Over 80 schools across Swaziland have been indefinitely shut down since the protests intensified in the last three weeks.
Among other incidents, the police today invaded classrooms and assaulted students at John Wesley and Mater Dolorosa schools in Mbabane.
Mswati, who rules Swaziland as Africa's last absolute monarch, has been deploying his military and police forces to schools amidst political tumult intensified by students’ protests countrywide.
On Monday 11 October 2021, students from about 50 schools boycotted classes, demanding quality learning equipment, free education along with the abolishing of school fees, improved learning conditions including availability of teachers, release of arrested students as well as justice for their peers who were tortured from last week's protests, release of all political prisoners, and the removal of the tinkhundla system, among other demands.
About 10 students were abducted by the police on Monday. They are feared to have been tortured as they were targeted by the police with allegations that they were responsible for inciting the protests.
The government claims that the students are being used, but the students are adamant that their demands are just.
"We independently resolved to protest as our grievances have never been heard for a long time. It is a pity that instead of resolving our issues, we are beaten, shot, and arrested by police. It was the case even today as we had to escape as police were shooting us," said one student on Monday in a video interview posted on social media.

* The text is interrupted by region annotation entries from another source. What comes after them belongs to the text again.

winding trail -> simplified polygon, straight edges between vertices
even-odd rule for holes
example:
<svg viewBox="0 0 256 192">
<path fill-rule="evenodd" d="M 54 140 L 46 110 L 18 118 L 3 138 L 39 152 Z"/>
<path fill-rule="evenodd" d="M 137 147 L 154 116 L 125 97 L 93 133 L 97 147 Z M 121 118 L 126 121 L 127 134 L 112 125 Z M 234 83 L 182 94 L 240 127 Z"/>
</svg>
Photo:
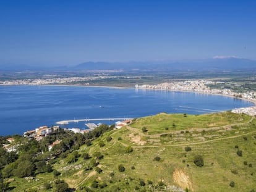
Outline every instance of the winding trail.
<svg viewBox="0 0 256 192">
<path fill-rule="evenodd" d="M 244 123 L 233 123 L 233 124 L 229 124 L 229 125 L 223 125 L 223 126 L 221 126 L 221 127 L 211 127 L 211 128 L 194 128 L 194 129 L 192 129 L 192 130 L 194 131 L 202 131 L 203 130 L 219 130 L 219 129 L 227 129 L 229 128 L 231 128 L 232 126 L 241 126 L 241 125 L 245 125 L 250 122 L 252 122 L 252 120 L 255 119 L 255 117 L 254 116 L 252 116 L 252 118 L 250 119 L 250 120 L 249 121 L 248 121 L 247 122 L 244 122 Z M 140 131 L 138 129 L 131 127 L 130 126 L 126 126 L 126 128 L 129 130 L 130 131 L 135 132 L 136 133 L 138 133 L 140 136 L 148 136 L 149 138 L 159 138 L 161 135 L 162 134 L 155 134 L 155 135 L 146 135 L 145 134 L 143 134 L 143 133 L 142 133 L 141 131 Z M 176 132 L 180 132 L 181 130 L 179 131 L 172 131 L 172 132 L 169 132 L 168 133 L 174 133 Z M 245 136 L 245 135 L 248 135 L 254 133 L 256 133 L 256 130 L 254 130 L 252 131 L 250 131 L 246 133 L 243 133 L 243 134 L 239 134 L 237 135 L 234 135 L 234 136 L 227 136 L 227 137 L 224 137 L 224 138 L 216 138 L 216 139 L 213 139 L 213 140 L 207 140 L 207 141 L 197 141 L 197 142 L 186 142 L 186 143 L 178 143 L 178 144 L 161 144 L 161 145 L 151 145 L 151 146 L 133 146 L 132 148 L 160 148 L 160 147 L 169 147 L 169 146 L 186 146 L 186 145 L 194 145 L 194 144 L 203 144 L 203 143 L 211 143 L 211 142 L 216 142 L 216 141 L 221 141 L 221 140 L 229 140 L 229 139 L 233 139 L 233 138 L 238 138 L 238 137 L 241 137 L 241 136 Z M 119 143 L 120 144 L 122 144 L 124 146 L 127 146 L 127 145 L 126 144 L 124 144 L 119 141 L 117 141 L 118 143 Z"/>
</svg>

Of note, these protests are a progression of last week's protests. They follow protests initiated by the Swaziland National Union of Students, under the Democracy Now campaign.
Concomitantly, William Pitcher College students in Manzini once again boycotted second semester examinations still demanding their refunds, improved learning conditions, to name but a few. Last week Tuesday when the students approached the college administration requesting responses to their petition, the college principal summoned police who then deployed a battalion of armed police to intimidate and silence the students.
Yesterday (Monday) morning, police invaded the William Pitcher college, fired teargas canisters and live rounds on students.
The college’s Student Representative Council President, Bheka Mabuza, said, "Instead of addressing students’ issues with the SRC, the principal now communicates with the police. Just recently, she called the police who attacked students in their dormitories. As a result, three students were critically injured. Today she called the police again, who fired teargas and live ammunition in a bid to silence the students.”
“But she should know that there is no amount of intimidation that will ever silence the students unless their demands are settled," added Mabuza.
The Communist Party of Swaziland (CPS) calls for intensification of protests across the country for free quality and relevant education, for the release of all political prisoners, including the students who were recently arrested, and for democracy.
The CPS also calls for unity between primary and high school students with students from colleges and universities.
The CPS also calls upon the teachers’ union, the Swaziland National Association of Teachers, as well as its members in the schools, to give solidarity to the students. Unity between teachers and students is crucial in the final push for the overthrow of the ruling autocracy, for the attainment of democracy.